Writing for the company’s blog, Goose brewmaster Jared Jankowski assures that, “This year has been an incredible learning process and one that has made us a better brewery with a better barrel-aging program.” As one of the leading breweries in the country when it comes to playing in barrels, this “learning process” is decidedly one the rest of the industry should be kept abreast of. This is particularly true as more and more breweries release barrel-aged and sour beer—and subsequently deal with their own infection issues.
Jankowski outlines two things specifically the company did to avoid another lactic intrusion. The big one: They bought a flash pasteurizer, and for the first time, are pasteurizing their beer. “The key benefit is microbiological stabilization, which is helpful for wood aged beers where the barrels we use can be inconsistent,” writes Jankowski. “Most importantly, there is no discernible flavor impact.” In other words, it kills bacteria without muffing up the taste.
The move to pasteurize echoes a step taken by Deschutes a few years ago after a number of bottles of The Abyss 2009 were found to contain an unwelcome dose of brettanomyces. At the time, the company wrote on its blog that it would begin pasteurizing barreled beer, thereby “killing the brettanomyces,” before blending it with non-pasteurized beer from tanks.

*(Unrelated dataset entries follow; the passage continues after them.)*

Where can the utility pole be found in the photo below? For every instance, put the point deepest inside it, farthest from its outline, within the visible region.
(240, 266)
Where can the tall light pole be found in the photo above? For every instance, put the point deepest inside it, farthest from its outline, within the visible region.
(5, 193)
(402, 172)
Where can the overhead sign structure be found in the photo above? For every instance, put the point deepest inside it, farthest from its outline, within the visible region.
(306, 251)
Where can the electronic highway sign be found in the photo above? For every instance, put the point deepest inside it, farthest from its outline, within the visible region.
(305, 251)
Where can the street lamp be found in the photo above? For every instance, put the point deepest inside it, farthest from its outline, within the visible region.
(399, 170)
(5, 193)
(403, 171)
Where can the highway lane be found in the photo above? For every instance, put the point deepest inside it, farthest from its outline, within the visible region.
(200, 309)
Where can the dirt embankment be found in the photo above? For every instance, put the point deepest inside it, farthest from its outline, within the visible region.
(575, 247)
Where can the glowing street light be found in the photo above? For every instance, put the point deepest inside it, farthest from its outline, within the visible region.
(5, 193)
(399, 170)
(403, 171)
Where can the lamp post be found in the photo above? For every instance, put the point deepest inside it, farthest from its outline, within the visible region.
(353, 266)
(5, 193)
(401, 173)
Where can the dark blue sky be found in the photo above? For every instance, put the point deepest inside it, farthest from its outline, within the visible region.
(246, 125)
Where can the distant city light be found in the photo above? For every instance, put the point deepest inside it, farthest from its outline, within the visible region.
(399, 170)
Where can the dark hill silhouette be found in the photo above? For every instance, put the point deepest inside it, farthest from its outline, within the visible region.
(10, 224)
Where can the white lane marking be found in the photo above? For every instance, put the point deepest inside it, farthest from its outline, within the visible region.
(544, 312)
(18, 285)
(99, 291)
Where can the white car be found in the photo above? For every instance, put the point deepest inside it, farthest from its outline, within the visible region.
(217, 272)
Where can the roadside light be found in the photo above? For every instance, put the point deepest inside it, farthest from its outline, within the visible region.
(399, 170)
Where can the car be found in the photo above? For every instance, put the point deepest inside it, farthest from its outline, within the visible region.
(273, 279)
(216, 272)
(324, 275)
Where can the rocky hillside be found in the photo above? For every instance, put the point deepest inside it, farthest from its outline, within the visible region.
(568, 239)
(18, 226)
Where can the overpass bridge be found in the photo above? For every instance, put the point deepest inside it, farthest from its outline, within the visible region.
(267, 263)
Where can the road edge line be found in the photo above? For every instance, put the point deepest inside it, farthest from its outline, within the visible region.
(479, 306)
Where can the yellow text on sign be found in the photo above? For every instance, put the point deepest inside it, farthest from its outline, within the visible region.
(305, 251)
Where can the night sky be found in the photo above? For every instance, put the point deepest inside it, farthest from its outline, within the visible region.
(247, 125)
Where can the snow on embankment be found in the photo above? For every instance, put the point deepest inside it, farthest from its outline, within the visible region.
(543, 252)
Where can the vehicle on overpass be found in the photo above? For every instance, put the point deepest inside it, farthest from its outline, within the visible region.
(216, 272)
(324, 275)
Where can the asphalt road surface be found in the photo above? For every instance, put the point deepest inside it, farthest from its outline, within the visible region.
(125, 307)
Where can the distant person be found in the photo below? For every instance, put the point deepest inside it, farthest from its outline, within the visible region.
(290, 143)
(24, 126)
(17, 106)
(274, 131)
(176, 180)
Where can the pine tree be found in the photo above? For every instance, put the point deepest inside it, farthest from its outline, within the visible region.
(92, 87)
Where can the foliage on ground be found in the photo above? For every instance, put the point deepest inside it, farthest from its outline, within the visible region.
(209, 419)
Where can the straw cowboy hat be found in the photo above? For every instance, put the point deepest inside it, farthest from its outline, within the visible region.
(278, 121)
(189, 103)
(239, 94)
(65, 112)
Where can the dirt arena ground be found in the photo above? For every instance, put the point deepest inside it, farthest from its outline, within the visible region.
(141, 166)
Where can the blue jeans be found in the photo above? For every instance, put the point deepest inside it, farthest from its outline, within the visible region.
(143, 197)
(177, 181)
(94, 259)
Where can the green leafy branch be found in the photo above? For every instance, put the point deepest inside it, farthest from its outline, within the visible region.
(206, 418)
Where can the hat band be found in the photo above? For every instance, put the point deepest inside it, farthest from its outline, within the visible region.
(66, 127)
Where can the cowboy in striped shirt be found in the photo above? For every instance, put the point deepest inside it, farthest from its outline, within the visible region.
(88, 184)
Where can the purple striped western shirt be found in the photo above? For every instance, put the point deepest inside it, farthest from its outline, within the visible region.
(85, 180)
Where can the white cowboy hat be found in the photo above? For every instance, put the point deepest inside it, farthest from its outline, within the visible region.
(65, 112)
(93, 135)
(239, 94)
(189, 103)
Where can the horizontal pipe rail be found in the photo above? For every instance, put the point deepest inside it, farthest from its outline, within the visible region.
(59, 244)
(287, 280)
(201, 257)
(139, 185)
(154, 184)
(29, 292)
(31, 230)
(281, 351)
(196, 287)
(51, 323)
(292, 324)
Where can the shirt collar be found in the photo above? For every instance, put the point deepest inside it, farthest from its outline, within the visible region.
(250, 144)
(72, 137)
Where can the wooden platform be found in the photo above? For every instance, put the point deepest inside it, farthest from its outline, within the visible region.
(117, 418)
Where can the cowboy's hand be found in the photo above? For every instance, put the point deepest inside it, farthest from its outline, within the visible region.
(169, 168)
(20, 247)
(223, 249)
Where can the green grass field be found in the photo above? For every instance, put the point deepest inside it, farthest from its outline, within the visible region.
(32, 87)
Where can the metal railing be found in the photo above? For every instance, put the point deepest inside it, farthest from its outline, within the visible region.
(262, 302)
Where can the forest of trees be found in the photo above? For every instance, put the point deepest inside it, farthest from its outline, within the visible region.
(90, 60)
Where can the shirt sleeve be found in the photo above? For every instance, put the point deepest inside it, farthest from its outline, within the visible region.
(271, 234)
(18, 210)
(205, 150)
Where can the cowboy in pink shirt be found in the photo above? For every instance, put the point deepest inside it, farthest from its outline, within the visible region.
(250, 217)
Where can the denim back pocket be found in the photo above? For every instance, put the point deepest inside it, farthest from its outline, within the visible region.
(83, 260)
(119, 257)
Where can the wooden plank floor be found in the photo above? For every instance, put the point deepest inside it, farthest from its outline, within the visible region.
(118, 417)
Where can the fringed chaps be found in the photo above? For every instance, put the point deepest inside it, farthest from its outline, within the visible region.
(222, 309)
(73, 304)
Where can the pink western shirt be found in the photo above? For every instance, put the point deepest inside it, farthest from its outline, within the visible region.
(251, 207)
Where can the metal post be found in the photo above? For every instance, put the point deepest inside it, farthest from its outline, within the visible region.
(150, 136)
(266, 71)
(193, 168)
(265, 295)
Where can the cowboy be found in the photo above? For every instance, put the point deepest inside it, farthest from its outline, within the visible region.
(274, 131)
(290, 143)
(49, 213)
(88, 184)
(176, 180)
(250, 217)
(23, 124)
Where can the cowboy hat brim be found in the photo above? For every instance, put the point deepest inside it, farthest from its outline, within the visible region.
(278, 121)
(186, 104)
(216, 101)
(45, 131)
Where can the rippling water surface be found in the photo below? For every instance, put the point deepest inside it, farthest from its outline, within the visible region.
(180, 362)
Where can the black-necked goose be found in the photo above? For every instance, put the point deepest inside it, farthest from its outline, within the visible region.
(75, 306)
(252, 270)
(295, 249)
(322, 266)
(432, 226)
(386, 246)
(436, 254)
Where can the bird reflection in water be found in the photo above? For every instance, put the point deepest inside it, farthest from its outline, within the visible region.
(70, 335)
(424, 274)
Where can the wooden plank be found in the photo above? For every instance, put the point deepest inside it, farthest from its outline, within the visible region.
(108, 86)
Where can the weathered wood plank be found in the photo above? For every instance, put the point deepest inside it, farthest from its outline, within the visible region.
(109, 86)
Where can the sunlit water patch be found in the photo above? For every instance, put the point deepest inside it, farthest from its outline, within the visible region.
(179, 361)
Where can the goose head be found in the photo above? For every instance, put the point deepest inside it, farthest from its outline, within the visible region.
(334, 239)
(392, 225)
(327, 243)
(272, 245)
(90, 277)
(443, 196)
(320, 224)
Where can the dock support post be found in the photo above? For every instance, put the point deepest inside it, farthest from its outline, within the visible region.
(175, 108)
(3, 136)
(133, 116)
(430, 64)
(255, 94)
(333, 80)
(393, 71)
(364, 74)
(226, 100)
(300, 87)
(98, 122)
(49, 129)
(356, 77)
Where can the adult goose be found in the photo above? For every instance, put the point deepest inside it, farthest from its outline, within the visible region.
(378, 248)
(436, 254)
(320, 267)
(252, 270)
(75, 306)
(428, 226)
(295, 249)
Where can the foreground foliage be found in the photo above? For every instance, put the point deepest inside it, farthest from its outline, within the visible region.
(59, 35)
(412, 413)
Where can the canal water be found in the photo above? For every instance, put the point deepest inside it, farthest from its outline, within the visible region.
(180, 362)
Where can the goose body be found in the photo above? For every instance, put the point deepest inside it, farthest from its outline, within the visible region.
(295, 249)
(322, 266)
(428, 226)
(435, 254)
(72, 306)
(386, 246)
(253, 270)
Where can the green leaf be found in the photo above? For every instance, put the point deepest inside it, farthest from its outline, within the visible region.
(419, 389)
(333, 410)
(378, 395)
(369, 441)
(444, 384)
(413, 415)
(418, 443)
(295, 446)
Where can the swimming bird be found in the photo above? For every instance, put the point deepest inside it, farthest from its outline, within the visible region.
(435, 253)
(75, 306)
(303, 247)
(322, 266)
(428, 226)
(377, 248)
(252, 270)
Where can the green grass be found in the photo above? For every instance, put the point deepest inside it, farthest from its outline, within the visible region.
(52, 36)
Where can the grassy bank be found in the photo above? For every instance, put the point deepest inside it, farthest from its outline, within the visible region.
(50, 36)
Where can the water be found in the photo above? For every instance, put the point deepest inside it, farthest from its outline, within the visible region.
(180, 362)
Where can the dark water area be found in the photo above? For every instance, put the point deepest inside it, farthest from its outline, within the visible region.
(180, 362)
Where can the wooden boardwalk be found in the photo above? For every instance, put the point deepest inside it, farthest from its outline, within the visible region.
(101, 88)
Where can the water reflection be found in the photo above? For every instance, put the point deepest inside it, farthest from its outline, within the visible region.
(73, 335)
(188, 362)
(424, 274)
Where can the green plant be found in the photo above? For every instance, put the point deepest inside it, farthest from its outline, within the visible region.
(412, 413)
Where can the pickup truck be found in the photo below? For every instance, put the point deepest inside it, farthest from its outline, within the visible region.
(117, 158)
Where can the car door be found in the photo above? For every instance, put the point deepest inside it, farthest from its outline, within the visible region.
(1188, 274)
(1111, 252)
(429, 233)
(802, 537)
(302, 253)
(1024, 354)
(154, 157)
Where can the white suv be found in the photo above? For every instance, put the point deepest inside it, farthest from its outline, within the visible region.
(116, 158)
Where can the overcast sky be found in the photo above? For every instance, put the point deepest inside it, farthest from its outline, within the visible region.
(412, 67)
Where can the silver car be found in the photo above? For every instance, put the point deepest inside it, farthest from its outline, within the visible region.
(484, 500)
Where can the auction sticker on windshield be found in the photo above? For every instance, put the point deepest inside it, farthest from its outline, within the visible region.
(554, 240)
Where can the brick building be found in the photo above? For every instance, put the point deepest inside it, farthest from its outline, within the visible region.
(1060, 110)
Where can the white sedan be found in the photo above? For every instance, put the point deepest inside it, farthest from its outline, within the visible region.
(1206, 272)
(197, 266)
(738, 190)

Goose Island’s decision to now flash pasteurize represents not only a quality check, but also a genuine change in brewing philosophy. There is some debate (or at the very least, a lack of clarity in some corners) surrounding the practice with regards to whether it impacts beer flavor. Without directly addressing the existence of that “debate,” Jankowski does his part to assuage any concern one might have. “Thus far, many teams of trained sensory panelists have participated in blind triangle tastings and been unable to determine which beer had been flash pasteurized and which had not,” he writes. “As one extremely experienced taster noted, “it’s the only test you want to fail.’”
Pasteurization isn’t the only new step in place, though. Additionally, Jankowski writes that the company has set new “very strict limits” restricting where it would accept barrels from and for how long it would “allow from the time of whiskey extraction to when they arrive here for filling.” This, writes Jankowski, ensures that the barrels used for BCS are freshly emptied.
—Dave Eisenberg
Brewmaster Jared Jankowski on 2016 Bourbon County Stout [Goose Island]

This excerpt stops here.